Evolutionary approximation and neural architecture search

Automated neural architecture search (NAS) methods are now employed to routinely deliver high-quality neural network architectures for various challenging data sets and reduce the designer's effort. The NAS methods utilizing multi-objective evolutionary algorithms are especially useful when the objective is not only to minimize the network error but also to reduce the number of parameters (weights) or power consumption of the inference phase. We propose a multi-objective NAS method based on Cartesian genetic programming for evolving convolutional neural networks (CNN). The method allows approximate operations to be used in CNNs to reduce the power consumption of a target hardware implementation. During the NAS process, a suitable CNN architecture is evolved together with selecting approximate multipliers to deliver the best trade-offs between accuracy, network size, and power consumption.
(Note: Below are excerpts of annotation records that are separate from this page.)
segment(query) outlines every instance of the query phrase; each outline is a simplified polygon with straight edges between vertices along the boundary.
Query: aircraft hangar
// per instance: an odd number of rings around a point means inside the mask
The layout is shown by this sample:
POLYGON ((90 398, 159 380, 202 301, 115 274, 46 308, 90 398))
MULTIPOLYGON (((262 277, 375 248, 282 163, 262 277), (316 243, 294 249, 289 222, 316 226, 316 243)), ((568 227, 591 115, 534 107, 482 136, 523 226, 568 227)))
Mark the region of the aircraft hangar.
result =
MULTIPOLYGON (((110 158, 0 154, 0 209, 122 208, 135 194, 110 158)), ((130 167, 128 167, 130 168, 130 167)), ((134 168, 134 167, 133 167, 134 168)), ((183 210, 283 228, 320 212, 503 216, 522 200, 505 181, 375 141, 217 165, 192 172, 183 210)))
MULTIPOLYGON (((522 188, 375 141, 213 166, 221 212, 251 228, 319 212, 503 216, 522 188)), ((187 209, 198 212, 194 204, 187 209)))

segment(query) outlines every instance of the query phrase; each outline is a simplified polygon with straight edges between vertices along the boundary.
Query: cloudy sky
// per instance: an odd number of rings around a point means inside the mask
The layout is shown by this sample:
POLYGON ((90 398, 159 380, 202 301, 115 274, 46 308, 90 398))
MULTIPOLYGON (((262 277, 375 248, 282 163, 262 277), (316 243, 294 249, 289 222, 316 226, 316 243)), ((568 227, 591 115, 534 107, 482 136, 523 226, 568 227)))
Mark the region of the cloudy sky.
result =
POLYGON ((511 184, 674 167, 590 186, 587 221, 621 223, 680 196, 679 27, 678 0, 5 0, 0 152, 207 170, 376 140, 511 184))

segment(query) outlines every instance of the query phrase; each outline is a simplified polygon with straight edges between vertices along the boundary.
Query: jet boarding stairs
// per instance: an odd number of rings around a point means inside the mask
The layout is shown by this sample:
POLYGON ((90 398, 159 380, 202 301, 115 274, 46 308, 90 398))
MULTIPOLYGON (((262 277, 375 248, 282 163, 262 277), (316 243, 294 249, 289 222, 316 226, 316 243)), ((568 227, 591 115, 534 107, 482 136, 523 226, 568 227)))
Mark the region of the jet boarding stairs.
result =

The most suitable 8 x N-bit approximate multipliers are automatically selected from a library of approximate multipliers. Evolved CNNs are compared with CNNs developed by other NAS methods on the CIFAR-10 and SVHN benchmark problems.

Automated summary

Automated neural architecture search (NAS) methods can deliver high-quality neural network architectures and reduce the designer's effort. The proposed multi-objective NAS method based on Cartesian genetic programming evolves convolutional neural networks (CNN) to reduce power consumption while maintaining accuracy and network size. The method automatically selects the most suitable approximate multipliers for the target hardware implementation.